This file is read automatically by Claude Code at the start of every session. It is the source of truth for what we are building and how. Read it fully before scaffolding or writing code. Detailed specs live in
/docs.
Mezon Ta'lim is an online learning platform (LMS) that teaches AAOIFI's Shari'ah Standards as structured, video-based courses in Uzbek (Russian as a fast-follow). Students enroll, watch lessons, pass assessments, and earn a certificate. Mezon Ta'lim has an official AAOIFI affiliation.
The core loop: Course → Modules → Video lessons → Assessments → Certificate.
Reference platforms for tone/structure: Taif Learning (closest peer — an AAOIFI training partner), Marifa Academy (course-page layout), Coursera (polish & player). We localize this pattern for Uzbekistan and run it on in-country infra.
These are hard constraints. Do not violate them without explicit sign-off.
- Data localization (legal). Under Uzbek Law "On Personal Data" No. ZRU-547 (Art. 27-1), personal data of Uzbek citizens must be stored on servers physically inside Uzbekistan. All personal data (accounts, auth, DB, file storage, certificates, payment records) stays in-country on the VPS. Only non-personal content may live abroad: Bunny.net (video) and email delivery. Never send personal data to a service outside Uzbekistan.
- Money is stored as integer tiyin (UZS × 100). Never use floats for money.
- No Supabase. Stack is plain PostgreSQL + Auth.js + Drizzle ORM. (Decision
was made deliberately — see
/docs/architecturesection below.) - Modular monolith, not microservices. One Next.js app, one repo, one database.
- Keep it swap-friendly. All data access goes through a repository/service layer
(
lib/db/*); all auth goes through helpers (getCurrentUser(),requireRole()). Never call the ORM or auth SDK directly from components/route handlers.
| Layer | Choice |
|---|---|
| Framework | Next.js (App Router) + React + TypeScript |
| Styling | Tailwind CSS + shadcn/ui |
| i18n | next-intl — Uzbek (launch) + Russian (fast-follow).
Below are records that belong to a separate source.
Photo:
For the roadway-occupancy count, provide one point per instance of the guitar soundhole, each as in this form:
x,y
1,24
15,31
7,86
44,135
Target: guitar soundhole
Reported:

No Arabic. |
| Database | PostgreSQL (self-hosted, in-country) |
| ORM / migrations | Drizzle ORM + Drizzle Kit |
| Auth | Auth.js (v5 / next-auth) — email+password, phone OTP; Google later |
| File storage | MinIO (S3-compatible, self-hosted, in-country) — certificates, uploads |
| Video | Bunny.net Stream — token auth + DRM, view-only (no downloads) |
| Payments | Click + Payme — implemented as Next.js webhook route handlers |
| Resend (transactional) | |
| SMS | Eskiz (local, OTP + notifications) |
| Hosting | PS Cloud (pscloud.uz) VPS, Tashkent data center |
Auth.js note: the Credentials provider is bring-your-own-verify. Hash passwords with argon2 (or bcrypt). Store Auth.js tables in the same Postgres via the Drizzle adapter. Sessions: encrypted cookie.
- Student — enrolls, watches lessons in sequence, takes assessments, earns certificate.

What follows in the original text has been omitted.